L’altra cosa è il gesto di chinarsi sull’uomo della strada, allusione forte all’altra icona del Samaritano cui si fa riferimento. Attraverso di noi è Cristo che si china sull’umanità dolente. Questa è una prospettiva fondamentale. Voglio dire che non siamo noi che siamo così brave a caricarsi sulle nostre spalle l’uomo sofferente, perché noi stesse siamo insieme ai nostri contemporanei queste persone sul ciglio della strada. È Cristo che continua a chinarsi su di noi. E si serve di noi, che abbiamo conosciuto il suo amore, per continuare a farlo”.

Ma la nuova vita consacrata richiede anche e soprattutto comunità nuove. Condividere una missione per rifondarla su quali basi?

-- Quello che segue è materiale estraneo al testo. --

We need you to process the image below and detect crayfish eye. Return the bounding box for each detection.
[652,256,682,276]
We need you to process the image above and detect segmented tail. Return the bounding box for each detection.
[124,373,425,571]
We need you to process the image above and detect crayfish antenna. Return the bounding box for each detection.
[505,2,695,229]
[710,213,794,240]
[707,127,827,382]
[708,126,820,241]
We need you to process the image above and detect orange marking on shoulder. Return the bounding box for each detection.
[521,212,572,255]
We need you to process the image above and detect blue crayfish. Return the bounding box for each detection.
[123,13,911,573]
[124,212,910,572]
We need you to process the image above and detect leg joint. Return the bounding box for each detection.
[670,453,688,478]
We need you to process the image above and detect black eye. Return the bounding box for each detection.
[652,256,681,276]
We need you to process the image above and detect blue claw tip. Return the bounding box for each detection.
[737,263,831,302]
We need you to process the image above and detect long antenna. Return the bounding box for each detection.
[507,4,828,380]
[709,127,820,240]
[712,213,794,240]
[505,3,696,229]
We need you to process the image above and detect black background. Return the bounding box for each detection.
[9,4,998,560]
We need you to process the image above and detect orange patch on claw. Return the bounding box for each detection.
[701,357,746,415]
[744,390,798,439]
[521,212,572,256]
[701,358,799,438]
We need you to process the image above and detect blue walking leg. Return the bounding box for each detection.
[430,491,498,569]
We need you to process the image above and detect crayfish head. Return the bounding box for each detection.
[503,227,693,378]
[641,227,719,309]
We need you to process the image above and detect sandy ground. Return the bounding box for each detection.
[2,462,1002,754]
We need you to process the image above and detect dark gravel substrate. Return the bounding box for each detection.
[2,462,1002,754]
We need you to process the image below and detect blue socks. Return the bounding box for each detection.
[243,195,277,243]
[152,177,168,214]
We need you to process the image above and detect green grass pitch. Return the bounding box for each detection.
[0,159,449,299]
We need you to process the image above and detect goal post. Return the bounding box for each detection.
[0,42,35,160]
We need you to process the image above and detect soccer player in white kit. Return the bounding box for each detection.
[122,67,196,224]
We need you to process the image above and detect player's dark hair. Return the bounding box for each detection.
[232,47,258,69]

“Credo che proprio uno dei capisaldi di questa unità della vita consacrata di cui parlavo prima sia la testimonianza della comunione fraterna. Che diventa anche questa, un piccolo segno profetico per la Chiesa e per l’umanità. Mi sembra di capire che quello che nel mondo di oggi non funziona è proprio la vita di relazione alle prese con una profonda crisi. Dove sta, allora, la profezia? Noi che siamo chiamati a contemplare le relazioni trinitarie e che vogliamo starci dentro come figli nel Figlio e nello Spirito che tesse questa comunione, non siamo ancora esperti di comunione.

Lo saremo quando arriveremo a credere che Dio può, con la nostra debolezza, farci diventare uno. Può tesserla Lui questa comunione facendo sì che noi, di giorno in giorno, ci accogliamo e ci perdoniamo. Ed è questa forza di ricominciare che può essere profetica. Nel momento in cui sembra lacerarsi maggiormente il tessuto della società, noi consacrati possiamo testimoniare che ogni lacerazione può essere riconciliata. E dove sta la novità della comunità? Sta nel fatto che la comunità è capace di intessere relazioni intessute dallo Spirito di Dio. Dunque, c’è sempre lo spazio per perdonarsi e riconciliarsi. Questo diventa un segno e una profezia”.

Infatti non a caso si legge della volontà di voler “configurare una vita consacrata autenticamente samaritana”.

“E’ una bella espressione che fa riferimento alle due icone bibliche. Nelle persone che si accostano a Cristo in modo autentico, pur nella marginalità della loro collocazione sociale, si possono intravedere il dono del risanamento di tutte le dicotomie che ci affliggono, ad esempio tra spiritualità e missione”.